From the Editor - Should we speak up for the horse?

The Horse's Hoof Magazine, Spring 2019-Issue 74
by Yvonne Welz

PDF version of this article: From the Editor - Should we speak up for the horse? THH74_EditorSpr2019

It sounds like a simple question... yet it is anything but! When faced with clear, distinct equine (or animal) abuse, most of us feel very compelled to speak out. But there are a million shades of gray, and one person’s source of pride is another person’s very definition of abuse.

It’s a complicated world right now, further exaggerated by modern social media. We often hear only one side of a story. Horrible truths are concealed; negative revelations are blown out of proportion, such as cherry-picked video footage or click-bait headlines. Emotion adds to the problem; some days, it seems like a constant stream of anger, condemnation and accusation. In the online world, at least, people have taken to falling into “packs” who share the same opinions: Democrats vs. Republicans, Vegans vs. Paleo, Competitive Riders vs. Natural Horsemanship, and of course, Equine Barefooters vs. Equine Shoers. One would think we could all stand behind a common cause, such as horse abuse. But... who defines what is abuse?

Over the years, The Horse’s Hoof has received stories that fall into the gray areas and been reluctant to publish them, even though we support their intent whole-heartedly. Sometimes opening a new can of worms is just not worth the price.

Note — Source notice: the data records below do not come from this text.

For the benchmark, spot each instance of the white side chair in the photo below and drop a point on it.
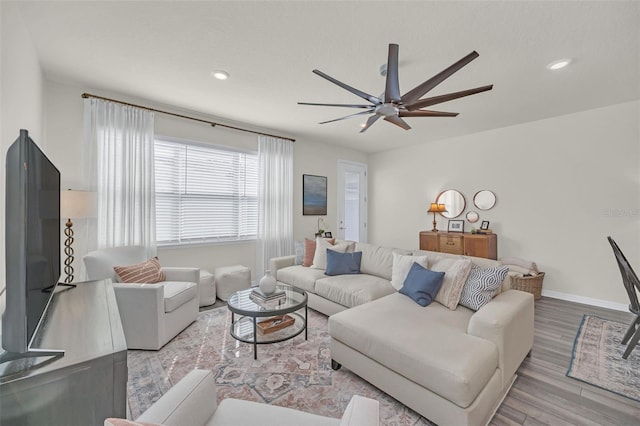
(192, 401)
(151, 314)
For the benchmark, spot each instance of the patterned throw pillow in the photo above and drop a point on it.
(481, 286)
(146, 272)
(456, 273)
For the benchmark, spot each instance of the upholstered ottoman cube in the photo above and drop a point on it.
(230, 279)
(206, 289)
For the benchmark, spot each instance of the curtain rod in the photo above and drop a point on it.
(212, 123)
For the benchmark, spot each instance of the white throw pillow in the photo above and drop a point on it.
(401, 267)
(320, 257)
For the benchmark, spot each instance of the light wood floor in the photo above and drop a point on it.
(542, 394)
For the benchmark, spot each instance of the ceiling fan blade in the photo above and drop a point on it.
(427, 113)
(392, 88)
(353, 90)
(397, 121)
(416, 93)
(346, 116)
(341, 105)
(370, 121)
(448, 97)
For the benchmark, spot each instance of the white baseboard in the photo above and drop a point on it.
(586, 300)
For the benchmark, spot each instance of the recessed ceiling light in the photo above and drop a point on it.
(220, 74)
(559, 64)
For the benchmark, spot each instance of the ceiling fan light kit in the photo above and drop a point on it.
(391, 105)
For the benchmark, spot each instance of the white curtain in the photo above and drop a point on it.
(120, 168)
(275, 201)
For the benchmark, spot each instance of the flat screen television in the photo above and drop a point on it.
(32, 240)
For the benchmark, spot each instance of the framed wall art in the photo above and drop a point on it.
(456, 226)
(314, 195)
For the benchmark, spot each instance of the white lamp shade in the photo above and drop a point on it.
(77, 204)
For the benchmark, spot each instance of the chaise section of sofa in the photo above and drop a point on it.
(454, 367)
(451, 364)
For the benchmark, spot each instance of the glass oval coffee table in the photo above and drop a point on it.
(275, 324)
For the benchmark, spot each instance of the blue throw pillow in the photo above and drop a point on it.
(343, 263)
(422, 284)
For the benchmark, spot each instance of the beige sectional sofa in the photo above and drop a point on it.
(453, 366)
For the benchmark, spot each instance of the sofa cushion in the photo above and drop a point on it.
(147, 272)
(353, 290)
(322, 245)
(456, 272)
(481, 285)
(300, 276)
(177, 293)
(439, 355)
(343, 263)
(422, 284)
(402, 264)
(377, 260)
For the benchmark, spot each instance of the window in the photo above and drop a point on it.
(204, 193)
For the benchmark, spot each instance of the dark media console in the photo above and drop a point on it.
(87, 384)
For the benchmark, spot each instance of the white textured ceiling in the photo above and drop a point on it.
(165, 52)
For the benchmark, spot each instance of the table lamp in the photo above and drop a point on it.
(74, 205)
(436, 208)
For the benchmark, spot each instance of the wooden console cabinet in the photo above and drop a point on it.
(460, 243)
(87, 384)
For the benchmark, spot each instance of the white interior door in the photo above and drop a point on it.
(352, 201)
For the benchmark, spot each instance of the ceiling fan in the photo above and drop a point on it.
(392, 106)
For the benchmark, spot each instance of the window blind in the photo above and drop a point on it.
(204, 194)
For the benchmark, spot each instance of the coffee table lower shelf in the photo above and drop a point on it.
(245, 329)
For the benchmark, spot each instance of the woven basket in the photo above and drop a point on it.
(531, 285)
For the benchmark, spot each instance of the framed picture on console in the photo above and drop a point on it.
(456, 226)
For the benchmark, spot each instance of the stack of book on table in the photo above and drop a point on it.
(268, 300)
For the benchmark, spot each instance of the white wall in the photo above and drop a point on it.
(563, 185)
(20, 97)
(64, 134)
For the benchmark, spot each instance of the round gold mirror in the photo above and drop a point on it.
(484, 200)
(472, 217)
(454, 201)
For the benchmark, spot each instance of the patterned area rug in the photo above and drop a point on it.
(296, 373)
(597, 358)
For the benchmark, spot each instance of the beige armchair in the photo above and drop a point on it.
(151, 314)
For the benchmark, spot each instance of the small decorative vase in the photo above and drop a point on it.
(267, 283)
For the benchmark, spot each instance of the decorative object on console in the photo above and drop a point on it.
(484, 200)
(343, 263)
(436, 208)
(456, 226)
(321, 227)
(314, 195)
(454, 202)
(74, 205)
(267, 283)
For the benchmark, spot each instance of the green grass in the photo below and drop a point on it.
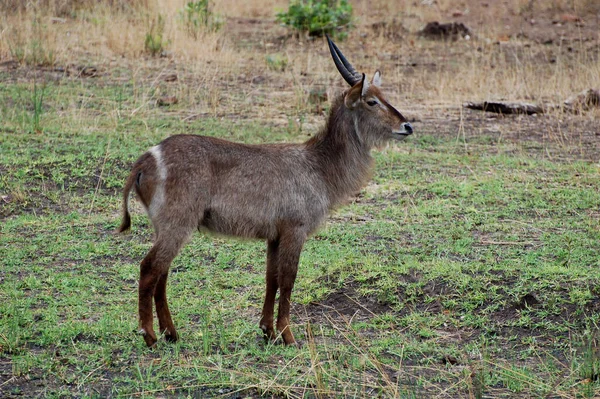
(424, 280)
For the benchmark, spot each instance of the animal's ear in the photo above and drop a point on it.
(376, 79)
(356, 93)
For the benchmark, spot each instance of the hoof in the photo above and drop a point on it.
(149, 338)
(268, 333)
(171, 337)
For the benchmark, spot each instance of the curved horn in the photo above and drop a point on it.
(343, 65)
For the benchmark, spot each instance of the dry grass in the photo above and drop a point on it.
(226, 71)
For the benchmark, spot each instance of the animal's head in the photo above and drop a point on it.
(371, 111)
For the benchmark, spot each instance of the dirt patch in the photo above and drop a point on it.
(344, 304)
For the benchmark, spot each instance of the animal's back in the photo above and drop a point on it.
(242, 190)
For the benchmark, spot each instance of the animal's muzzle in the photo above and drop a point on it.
(407, 128)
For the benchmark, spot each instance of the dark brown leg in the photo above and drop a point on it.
(153, 278)
(290, 246)
(148, 279)
(162, 309)
(266, 321)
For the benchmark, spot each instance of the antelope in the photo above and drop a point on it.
(280, 193)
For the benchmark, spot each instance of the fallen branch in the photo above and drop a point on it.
(584, 101)
(505, 107)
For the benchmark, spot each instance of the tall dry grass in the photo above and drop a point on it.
(417, 72)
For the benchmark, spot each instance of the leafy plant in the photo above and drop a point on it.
(276, 62)
(198, 16)
(154, 42)
(318, 17)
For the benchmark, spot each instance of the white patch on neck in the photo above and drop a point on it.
(356, 128)
(158, 198)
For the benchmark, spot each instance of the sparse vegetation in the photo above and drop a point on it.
(155, 42)
(467, 268)
(318, 17)
(198, 16)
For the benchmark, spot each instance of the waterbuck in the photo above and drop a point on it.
(279, 193)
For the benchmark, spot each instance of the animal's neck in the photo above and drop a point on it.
(342, 154)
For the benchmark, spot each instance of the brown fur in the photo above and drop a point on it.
(277, 192)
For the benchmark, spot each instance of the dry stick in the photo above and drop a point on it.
(374, 362)
(484, 242)
(100, 177)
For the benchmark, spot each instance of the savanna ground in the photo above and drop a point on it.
(468, 267)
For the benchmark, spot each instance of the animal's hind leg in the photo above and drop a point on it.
(153, 272)
(162, 309)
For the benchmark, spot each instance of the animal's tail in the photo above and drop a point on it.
(126, 218)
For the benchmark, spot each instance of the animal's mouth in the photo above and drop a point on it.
(405, 130)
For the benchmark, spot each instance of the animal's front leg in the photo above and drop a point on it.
(266, 321)
(291, 243)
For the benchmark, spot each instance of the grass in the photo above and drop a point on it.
(415, 288)
(468, 267)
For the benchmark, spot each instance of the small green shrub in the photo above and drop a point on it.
(276, 62)
(318, 17)
(154, 42)
(198, 16)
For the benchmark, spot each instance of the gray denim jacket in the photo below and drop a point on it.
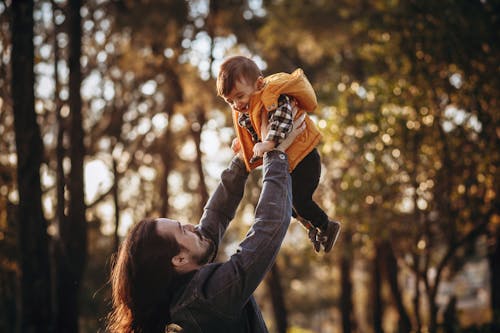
(218, 297)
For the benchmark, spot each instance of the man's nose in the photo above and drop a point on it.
(189, 227)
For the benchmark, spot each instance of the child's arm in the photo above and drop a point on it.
(280, 124)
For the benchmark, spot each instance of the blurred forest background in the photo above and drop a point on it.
(109, 114)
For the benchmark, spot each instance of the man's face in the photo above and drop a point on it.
(199, 248)
(239, 97)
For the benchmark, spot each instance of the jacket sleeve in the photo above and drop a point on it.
(222, 205)
(232, 283)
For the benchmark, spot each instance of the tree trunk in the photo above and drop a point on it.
(494, 263)
(116, 242)
(32, 227)
(391, 269)
(73, 232)
(167, 162)
(196, 129)
(377, 289)
(277, 298)
(346, 306)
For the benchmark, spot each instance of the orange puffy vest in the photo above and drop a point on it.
(265, 100)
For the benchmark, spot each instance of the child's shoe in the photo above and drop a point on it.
(313, 236)
(329, 236)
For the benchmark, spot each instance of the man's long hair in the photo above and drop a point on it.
(143, 280)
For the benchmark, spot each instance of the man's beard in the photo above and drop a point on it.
(208, 256)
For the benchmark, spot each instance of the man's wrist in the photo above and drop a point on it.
(276, 153)
(238, 165)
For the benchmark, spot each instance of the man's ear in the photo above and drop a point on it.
(180, 260)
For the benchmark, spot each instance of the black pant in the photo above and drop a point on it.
(305, 180)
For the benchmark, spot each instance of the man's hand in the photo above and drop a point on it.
(299, 125)
(262, 147)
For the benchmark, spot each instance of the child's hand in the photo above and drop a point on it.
(235, 145)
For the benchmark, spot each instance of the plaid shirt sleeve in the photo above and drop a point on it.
(280, 120)
(245, 122)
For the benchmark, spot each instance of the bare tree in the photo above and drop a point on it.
(32, 227)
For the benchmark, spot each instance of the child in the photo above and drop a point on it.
(261, 105)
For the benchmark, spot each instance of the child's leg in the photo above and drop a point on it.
(305, 180)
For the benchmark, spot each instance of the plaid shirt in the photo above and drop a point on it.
(280, 121)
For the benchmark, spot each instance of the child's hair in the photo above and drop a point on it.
(234, 69)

Intent is often overlooked, and exacerbated by these “labels”. Case in point: recently on The Horse’s Hoof Facebook Page, we simply re-posted (shared) a post that showed up in our news feed - a photo depicting a group of horses resting in between bull fights. The copy was a slightly horrific description of treatment that such horses receive, many ending in death in the ring. I try not to dwell on it, but I’ve read enough description in various locations to know that the copy was true, at least for some horses. This was a small, innocuous photo, and just a small paragraph of text - not a big post - with no graphic details. I simply commented, “My heart breaks for these horses.” Absolute truth, and I stand by that 100%.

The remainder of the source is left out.